Thursday, February 11, 2016

Smart People

52/100


Photo by Matthew Murphy

In the vein of recent Pulitzer prize-winning plays, Smart People is a play that announces itself as one about "ideas" from the beginning. And while these postmodern ideas on racism appear to be mostly well realized, Diamond appears to have forgotten the fact that the baseline for every good play is good dramaturgy. Ideas in search of a play is the general consensus amongst New York critics, who feel that the play seems to do nothing other than talk endlessly without any consideration as to what makes a play good at the root. Many also feel that the physical production is intensely problematic, citing problems with the scenic design, costumes, and the detached direction from Kenny Leon that prevents the play from ever taking fire like it should. Critics have nothing but praise, however, for Mahershala Ali, considering his performance to be the indisputable highlight of the play, but Joshua Jackson has come under some scrutiny for his performance, which is described as being decidedly the weakest amongst the cast. One critic (Marilyn Stasio of Variety) did find the discussions of modern racism to be interesting enough to recommend the play, but almost everyone else found that the theatre is not really the place where one would like to be lectured and suggested skipping out on this one entirely.

Update: Terry Teachout of The Wall Street Journal has weighted in (his column is only once a week) and he really loves it, saying that Diamond is a fantastic new theatrical voice and the play effectively tackles every issue that it tries to, though he finds the cast less than spectacular.

The Wall Street Journal 85/100
(Terry Teachout) "Not only is “Smart People” soundly constructed, but it’s intelligent and provocative enough to put you in mind of Tom Stoppard."

Variety 70/100
(Marilyn Stasio) "while she overindulges Brian and his stuffy lectures on that very subject, the playwright puts this incendiary topic in a realistic context, and addresses it in a refreshingly honest manner”
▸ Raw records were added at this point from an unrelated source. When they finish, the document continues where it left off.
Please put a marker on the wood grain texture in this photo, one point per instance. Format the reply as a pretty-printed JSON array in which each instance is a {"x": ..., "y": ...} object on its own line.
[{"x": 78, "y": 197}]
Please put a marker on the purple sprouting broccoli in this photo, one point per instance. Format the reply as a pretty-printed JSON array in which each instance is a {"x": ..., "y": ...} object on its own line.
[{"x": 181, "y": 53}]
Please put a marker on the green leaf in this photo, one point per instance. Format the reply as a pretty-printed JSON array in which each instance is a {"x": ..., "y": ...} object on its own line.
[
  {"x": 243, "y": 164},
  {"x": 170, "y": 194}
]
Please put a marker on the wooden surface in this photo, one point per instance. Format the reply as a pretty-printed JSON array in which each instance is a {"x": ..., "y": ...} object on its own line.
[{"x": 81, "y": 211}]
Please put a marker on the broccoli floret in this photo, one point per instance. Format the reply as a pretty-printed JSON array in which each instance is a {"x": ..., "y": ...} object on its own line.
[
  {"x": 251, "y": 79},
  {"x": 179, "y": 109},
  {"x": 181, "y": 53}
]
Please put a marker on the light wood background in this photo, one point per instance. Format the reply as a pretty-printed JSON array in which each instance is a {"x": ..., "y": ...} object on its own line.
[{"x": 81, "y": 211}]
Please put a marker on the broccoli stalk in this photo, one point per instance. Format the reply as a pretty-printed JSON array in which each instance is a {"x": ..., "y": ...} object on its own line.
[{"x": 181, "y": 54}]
(Adam Feldman) "although Diamond raises resonant questions, much of her spitballing hits right on the nose. Audiences may be smarter than the play seems to believe”

am New York 50/100
(Matt Windman) "Besides the characters venting ongoing frustrations about their careers and getting into meandering discussions on the presence of racism, no overall storyline develops and very little occurs for two hours and 15 minutes. It’s hard to imagine the play appealing to an audience other than the academic types that it depicts.”

(Matthew Murray) "The play's impersonal, almost mechanical, construction makes it difficult to care most of the time. Much of the action involves Diamond checking boxes, moving pieces around her board, and repeating the process until only the obvious Brutal Four-Way Confrontation remains."

(Charles Isherwood) "Although Ms. Diamond is clearly herself a powerfully smart writer, you come away from “Smart People” feeling like you’ve attended a marathon series of seminars, not a persuasively drawn drama.”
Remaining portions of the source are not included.